似乎有魔力一般,我学着她的样子,紧紧地抓住扶手,一阶一阶地慢慢挪下楼。

与木子在一起越来越久,我发现自己越来越像她:擦黑板屏住呼吸,物品放的稳稳地尽量靠近桌中央,看到高压电塔绕着走,过马路先看左后看右,用完电器拔掉插头,买食品看保质期,很少吃烧烤……我发现生活中处处充满了陷阱,生命极度脆弱,稍不留神就会一命呜呼。我也变得越来越压抑,感觉活得越来越累。最终我受不了了,我要摆脱这种状态。于是我开始有意冷落她,不接她的话头,问我问题的时候不理她,努力忽视掉她的存在。但是她身上像是有光环一般,无论怎么样都摆脱不掉。
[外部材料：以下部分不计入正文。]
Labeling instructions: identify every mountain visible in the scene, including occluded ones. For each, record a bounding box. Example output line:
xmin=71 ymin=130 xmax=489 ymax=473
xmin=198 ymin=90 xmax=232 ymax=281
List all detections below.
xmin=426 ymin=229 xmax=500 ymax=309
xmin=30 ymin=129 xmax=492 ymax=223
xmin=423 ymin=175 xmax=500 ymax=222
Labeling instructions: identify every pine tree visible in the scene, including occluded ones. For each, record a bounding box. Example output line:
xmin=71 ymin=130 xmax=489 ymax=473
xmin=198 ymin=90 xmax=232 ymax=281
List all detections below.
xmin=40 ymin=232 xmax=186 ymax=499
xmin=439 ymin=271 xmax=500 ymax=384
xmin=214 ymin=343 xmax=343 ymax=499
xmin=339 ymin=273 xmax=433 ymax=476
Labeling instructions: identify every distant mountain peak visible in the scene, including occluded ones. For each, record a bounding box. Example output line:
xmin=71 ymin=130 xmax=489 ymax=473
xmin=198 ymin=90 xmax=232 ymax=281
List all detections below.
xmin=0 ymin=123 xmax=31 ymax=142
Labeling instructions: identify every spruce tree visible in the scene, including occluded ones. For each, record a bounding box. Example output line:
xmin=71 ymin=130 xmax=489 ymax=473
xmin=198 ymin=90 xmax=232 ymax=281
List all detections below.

初三下学期的某一天,外面天阴沉下来,雷声阵阵传来。木子看着窗外,叹口气说:“我担心……”那一瞬间,我感觉长时间以来压抑着的心跳瞬间爆发了。我站起来,指着木子大吼:“整天担心担心有什么可担心的!天塌下来有个子高的顶着,有你什么事!什么都别想还不是活得好好的,就是你事多!”她显然没想到我的反应这么强烈,嘴唇抖动着说不出话来。大家惊呆地望着我们,目瞪口呆。最终班主任知道了这件事,把我们叫去谈话。我见到班主任直截了当地说:“我要换位子。”木子看着我,然后说:“我也觉得分开一段时间比较好。”他看着我俩微笑了半天,最终说:“本来谈恋爱这种事学校里是不允许的,但是我看你们俩在学习上互帮互助成绩都很好,我也就没说什么。这快中考了,有什么矛盾放到中考后再去解决吧,现在不要影响心情。”我突然意识到班主任会错意了,连忙说:“老师你误会了,我俩才没有谈恋爱。她就是个疯子,我受不了了。”木子只是冷冷地盯着我,没说话。班主任说:“要换就换吧。只要保证学习效率,我都尽力满足你们。”

回到教室,我开始收拾桌子,她拿起英文书默背单词。我们谁都没有说话。坐到新的位置上,我长长地松了一口气,感觉自己的世界终于要有阳光了。放学之后,依旧习惯性的慢吞吞收拾书包,当我意识到木子也在这样做的时候,我迅速装了几本书在书包里,头都不回地冲进了人流。只是下楼梯的时候,手还是紧紧地抓住扶手。

后来和木子基本没有了交集。哥们都对此表示可惜,最起码木子每天带来的水果便宜别人了。我一笑了之,心里暗暗地说,你们都不了解她。